C’è posta per te
Cos'è e come funziona il letterlocking, sistema ideato tra Medioevo ed età moderna per mantenere segreta la corrispondenza.
Prima della crittografia end-to-end di Whatsapp, c’era il letterlocking. È un sistema, vecchio secoli, messo a punto per proteggere la corrispondenza da occhi indiscreti. La tecnica si sviluppò in Europa tra la fine del Medioevo e l’inizio dell’età moderna, conquistando anche Maria Stuarda. L’8 Febbraio 1587, la regina di Scozia scrisse, dal carcere, la sua ultima lettera al cognato. Un commosso e doloroso addio alla vigilia dell’esecuzione capitale a cui era stata condannata. Nel biglietto gli raccomandava di occuparsi degli affari e pagare il lavoro dei servi.
Cosa è il letterlocking
Intenzionata a non far trapelare nulla del contenuto e in assenza di buste di carta, la sovrana pensò bene di tagliare una striscia sottile dal margine del foglio. Piegò successivamente la lettera su se stessa, dandole la forma di un rettangolo, su cui fece un foro. In questo, inserì la striscia di carta, poi girata come se si trattasse di un nastro. Niente ceralacca né altro tipo di adesivo: per leggere, il destinatario avrebbe dovuto strappare via la striscia di carta. Se al cognato il messaggio non fosse arrivato così, si sarebbe reso immediatamente conto che qualcun altro, prima di lui, lo avesse letto.
Ma la sovrana, ovviamente, non fu l’unica fan del letterlocking, che era una pratica piuttosto diffusa: «Non si tratta di una decorazione o di qualcosa a cui la gente ricorreva in occasione di eventi speciali», ha spiegato alla Bbc Daniel Starza Smith, professore di Letteratura Inglese al King’s College di Londra. «Sostanzialmente, era l’unico modo per secretare una lettera in assenza di buste. Che si trattasse di un messaggio d’amore, una comunicazione d’affari, una nota diplomatica, chiunque utilizzava il letterlocking. Insomma, non era una tecnica riservata a esperti, spie o membri della casa reale».
La riscoperta del letterlocking
Il rinnovato interesse per il letterlocking risale agli anni 2000. Quando la restauratrice Jana D’ambrogio, studiando alcuni documenti degli archivi segreti del Vaticano, notò una serie di tagli e strane pieghe. A un occhio inesperto potevano sembrare segni di usura, in realtà la studiosa capì subito che si trattava di letterlocking. Grazie all’aiuto di un team di colleghi, ha iniziato a ricostruire genesi ed evoluzione della tecnica. Negli anni il progetto ha portato a diversi ritrovamenti, tra cui, un prezioso e ricco baule con oltre duemila epistole risalenti al diciassettesimo secolo: 577 di queste erano ancora sigillate.
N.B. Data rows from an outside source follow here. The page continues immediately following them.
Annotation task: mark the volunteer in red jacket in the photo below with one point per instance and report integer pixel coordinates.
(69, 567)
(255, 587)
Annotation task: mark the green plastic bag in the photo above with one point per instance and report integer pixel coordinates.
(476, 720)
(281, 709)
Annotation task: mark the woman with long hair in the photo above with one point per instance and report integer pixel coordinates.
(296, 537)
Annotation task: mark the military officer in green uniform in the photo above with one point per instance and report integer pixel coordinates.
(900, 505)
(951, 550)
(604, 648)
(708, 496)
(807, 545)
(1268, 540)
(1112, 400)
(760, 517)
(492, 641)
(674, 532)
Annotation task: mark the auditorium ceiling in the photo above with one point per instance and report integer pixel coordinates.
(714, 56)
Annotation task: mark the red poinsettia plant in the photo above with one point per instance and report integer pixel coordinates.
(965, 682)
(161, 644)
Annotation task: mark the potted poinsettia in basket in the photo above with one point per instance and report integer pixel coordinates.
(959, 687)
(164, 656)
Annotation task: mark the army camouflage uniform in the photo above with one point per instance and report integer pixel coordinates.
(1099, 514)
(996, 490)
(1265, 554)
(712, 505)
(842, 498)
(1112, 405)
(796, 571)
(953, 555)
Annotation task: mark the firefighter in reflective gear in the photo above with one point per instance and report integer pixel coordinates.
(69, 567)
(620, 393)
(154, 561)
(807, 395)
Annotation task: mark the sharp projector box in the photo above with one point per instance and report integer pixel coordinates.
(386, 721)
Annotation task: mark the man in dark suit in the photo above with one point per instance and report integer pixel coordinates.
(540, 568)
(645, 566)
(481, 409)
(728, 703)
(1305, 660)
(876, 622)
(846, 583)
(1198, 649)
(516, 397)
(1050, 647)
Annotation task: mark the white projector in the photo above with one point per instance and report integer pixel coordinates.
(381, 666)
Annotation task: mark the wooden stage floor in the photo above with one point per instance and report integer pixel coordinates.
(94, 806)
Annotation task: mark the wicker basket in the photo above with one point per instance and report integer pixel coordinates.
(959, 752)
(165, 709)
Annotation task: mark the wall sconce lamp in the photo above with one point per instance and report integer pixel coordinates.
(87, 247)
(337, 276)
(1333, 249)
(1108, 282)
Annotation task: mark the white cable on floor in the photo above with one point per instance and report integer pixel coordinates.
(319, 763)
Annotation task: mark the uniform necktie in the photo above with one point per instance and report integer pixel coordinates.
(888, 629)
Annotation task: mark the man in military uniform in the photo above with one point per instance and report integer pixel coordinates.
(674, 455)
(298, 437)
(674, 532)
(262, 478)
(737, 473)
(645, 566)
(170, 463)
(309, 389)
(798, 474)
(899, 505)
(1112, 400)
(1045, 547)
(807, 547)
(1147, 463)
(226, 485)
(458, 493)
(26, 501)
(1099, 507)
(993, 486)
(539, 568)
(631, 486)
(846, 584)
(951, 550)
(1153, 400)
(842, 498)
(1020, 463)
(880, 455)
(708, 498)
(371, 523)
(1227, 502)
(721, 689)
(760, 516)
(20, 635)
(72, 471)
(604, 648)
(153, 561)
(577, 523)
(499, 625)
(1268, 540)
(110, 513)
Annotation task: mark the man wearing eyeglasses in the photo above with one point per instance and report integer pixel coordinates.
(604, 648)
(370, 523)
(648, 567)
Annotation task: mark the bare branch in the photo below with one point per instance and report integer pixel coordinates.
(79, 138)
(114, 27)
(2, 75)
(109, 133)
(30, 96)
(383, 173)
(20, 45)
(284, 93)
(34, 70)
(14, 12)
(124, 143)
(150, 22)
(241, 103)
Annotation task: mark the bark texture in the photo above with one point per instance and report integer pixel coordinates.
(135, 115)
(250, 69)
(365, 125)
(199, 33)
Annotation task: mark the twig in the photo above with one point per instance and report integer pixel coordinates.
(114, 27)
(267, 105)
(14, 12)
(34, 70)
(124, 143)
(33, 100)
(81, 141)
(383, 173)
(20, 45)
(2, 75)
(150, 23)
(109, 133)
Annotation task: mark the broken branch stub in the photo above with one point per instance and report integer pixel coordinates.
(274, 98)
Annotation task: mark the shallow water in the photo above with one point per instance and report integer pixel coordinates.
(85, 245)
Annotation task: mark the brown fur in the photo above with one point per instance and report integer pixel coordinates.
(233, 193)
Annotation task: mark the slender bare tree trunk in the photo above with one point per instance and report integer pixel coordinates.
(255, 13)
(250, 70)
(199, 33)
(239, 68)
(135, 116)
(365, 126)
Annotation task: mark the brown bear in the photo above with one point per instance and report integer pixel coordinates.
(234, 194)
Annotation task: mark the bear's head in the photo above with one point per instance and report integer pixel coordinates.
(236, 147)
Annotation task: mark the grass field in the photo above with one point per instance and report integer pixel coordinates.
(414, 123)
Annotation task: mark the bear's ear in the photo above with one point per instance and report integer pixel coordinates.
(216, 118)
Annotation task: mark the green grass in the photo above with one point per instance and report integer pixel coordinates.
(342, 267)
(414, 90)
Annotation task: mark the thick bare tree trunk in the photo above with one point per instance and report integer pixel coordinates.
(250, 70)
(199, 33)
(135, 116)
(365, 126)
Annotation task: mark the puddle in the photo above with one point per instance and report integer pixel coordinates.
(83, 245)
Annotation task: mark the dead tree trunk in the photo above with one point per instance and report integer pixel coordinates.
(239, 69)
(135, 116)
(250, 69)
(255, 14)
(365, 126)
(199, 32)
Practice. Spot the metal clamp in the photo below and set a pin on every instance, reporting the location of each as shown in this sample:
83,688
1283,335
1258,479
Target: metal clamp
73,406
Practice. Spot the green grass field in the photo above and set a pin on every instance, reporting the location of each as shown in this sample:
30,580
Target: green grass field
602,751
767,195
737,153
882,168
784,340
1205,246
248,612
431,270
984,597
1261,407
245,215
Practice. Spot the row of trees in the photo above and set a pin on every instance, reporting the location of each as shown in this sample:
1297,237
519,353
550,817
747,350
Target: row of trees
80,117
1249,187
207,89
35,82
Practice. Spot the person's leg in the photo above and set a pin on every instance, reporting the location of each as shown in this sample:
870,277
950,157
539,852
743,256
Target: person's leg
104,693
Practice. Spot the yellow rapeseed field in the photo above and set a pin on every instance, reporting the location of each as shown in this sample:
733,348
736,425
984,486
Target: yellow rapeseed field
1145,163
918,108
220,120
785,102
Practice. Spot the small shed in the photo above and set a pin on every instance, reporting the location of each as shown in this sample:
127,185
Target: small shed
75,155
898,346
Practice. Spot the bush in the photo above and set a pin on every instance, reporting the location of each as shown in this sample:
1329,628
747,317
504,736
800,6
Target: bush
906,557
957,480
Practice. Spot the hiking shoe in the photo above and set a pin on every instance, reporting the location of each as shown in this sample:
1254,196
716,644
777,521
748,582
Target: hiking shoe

Il ritrovamento della posta abbandonata
Si trattava di una collezione appartenente a una coppia di dirigenti di un ufficio postale. Simon Brienne e Marie Germain, originari dei Paesi Bassi, avevano pensato bene di conservare tutta la corrispondenza che non era stata consegnata ai legittimi destinatari. Nel 1600, infatti, chi riceveva lettere e messaggi era obbligato a pagare alla consegna. Molti, per svariati motivi, non potevano farlo e le comunicazioni rimanevano lì, abbandonate. Grazie all’analisi dei reperti, D’ambrogio è riuscita a tratteggiare un quadro della vita quotidiana nell’Europa del ‘600 e, soprattutto, a identificare un campionario di tecniche di letterlocking. Ne derivò una tavola periodica con 18 differenti formati. Dal più semplice, un foglietto arrotolato e chiuso con la cera, al più complesso, una lettera trasformata in un pacchetto con dodici angoli chiusi quasi ermeticamente.
Maria Stuarda, in carcere perché voleva assassinare Elisabetta I
Per tornare a Maria Stuarda, la necessità di proteggere l’ultima lettera fu dettata dalla consapevolezza che i suoi carcerieri avrebbero fatto di tutto pur di leggerla. Provare a sigillarla era l’unico modo per capire se fosse successo o meno. D’altronde, chi meglio di lei era al corrente dei danni recati dall’intercettazione di comunicazioni segrete: in carcere era finita proprio perché si era scoperto il suo coinvolgimento in un piano per assassinare Elisabetta I.